By assembling Bit Value Commitments as inputs and outputs into logic gates, with each logic gate representing a leaf node with different inputs and outputs, and combining them into a circuit binary tree, the published Circuit Taproot is the root of the binary tree, reducing the size of the publication.
Circuit Taproot serves as the commitment submitted by B² Rollup on the first-layer blockchain network, Bitcoin. Unlike traditional ZK-Rollup, which can perform verification on the first-layer network, B² Rollup cannot directly perform verification on Bitcoin. However, it can provide a challenge mechanism for the commitment, similar to the approach of Optimistic Rollup, to confirm the Circuit Taproot commitment.
Verification and Response Protocol
Unlike BitVM, which requires pre-signing of off-chain transactions between two parties, B² Network uses UTXO transactions with locked rewards, and the unlocking script is a Taproot script.
The specific unlocking Taproot script is prepared in advance by the Prover for each branch of the Circuit Taproot Tree, along with the input hash.

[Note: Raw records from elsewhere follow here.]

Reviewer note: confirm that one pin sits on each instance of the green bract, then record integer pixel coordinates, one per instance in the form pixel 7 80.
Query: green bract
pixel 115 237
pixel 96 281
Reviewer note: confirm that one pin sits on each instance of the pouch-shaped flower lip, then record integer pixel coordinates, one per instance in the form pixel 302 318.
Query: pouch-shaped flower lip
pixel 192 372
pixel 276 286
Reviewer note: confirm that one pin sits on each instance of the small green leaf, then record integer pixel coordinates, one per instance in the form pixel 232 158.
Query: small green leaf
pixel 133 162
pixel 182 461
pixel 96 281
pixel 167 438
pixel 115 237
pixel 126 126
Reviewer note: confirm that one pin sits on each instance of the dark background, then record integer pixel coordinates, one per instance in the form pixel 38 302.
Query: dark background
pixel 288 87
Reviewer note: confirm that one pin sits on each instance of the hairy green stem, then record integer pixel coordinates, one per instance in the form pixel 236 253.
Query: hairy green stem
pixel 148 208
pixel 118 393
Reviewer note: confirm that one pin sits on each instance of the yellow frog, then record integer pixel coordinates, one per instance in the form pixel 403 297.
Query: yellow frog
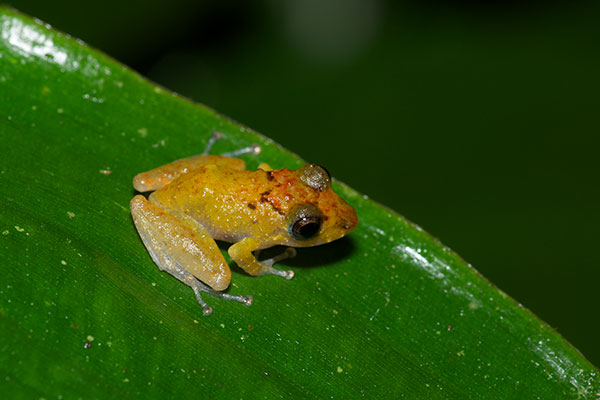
pixel 200 199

The Challenger uses the preimage to execute the script. If the executed output does not match the Prover's submission, the entire Taproot can be unlocked using MAST (Merkleized Abstract Syntax Tree), allowing access to the locked reward.
Since the running cost of zero-knowledge verification programs is very low and very fast, users on the Bitcoin network can act as observers of the Challenge mechanism, verifying the commitments submitted by B² Rollup. If any inconsistencies are found, a challenge can be immediately initiated.
The challenge mechanism is similar to the "interactive verification game" of Arbitrum Rollup, continuously searching for incorrectly executed logic gate calculations. To find an error among many logic gates, a binary search approach is used to execute the gate circuit Bitcoin script. The challenger who finds the error branch the fastest can unlock the locked reward UTXO on the Bitcoin network and receive the reward.
Additionally, one branch of the Taproot locking script is a time-lock script. If no successful challenges occur, the Prover will unlock the UTXO and retrieve the reward after the challenge period ends.
Conclusion
Through the Ordinals Protocol, B² Network aggregates rollup data and proofs into Tapscript, effectively ensuring the data availability of the rollup.
By recording zero-knowledge proof verification commitments on Bitcoin, B² Network allows for a challenge mechanism against commitments by any observer, inheriting the security of Bitcoin and achieving consensus on rollup data on the Bitcoin network.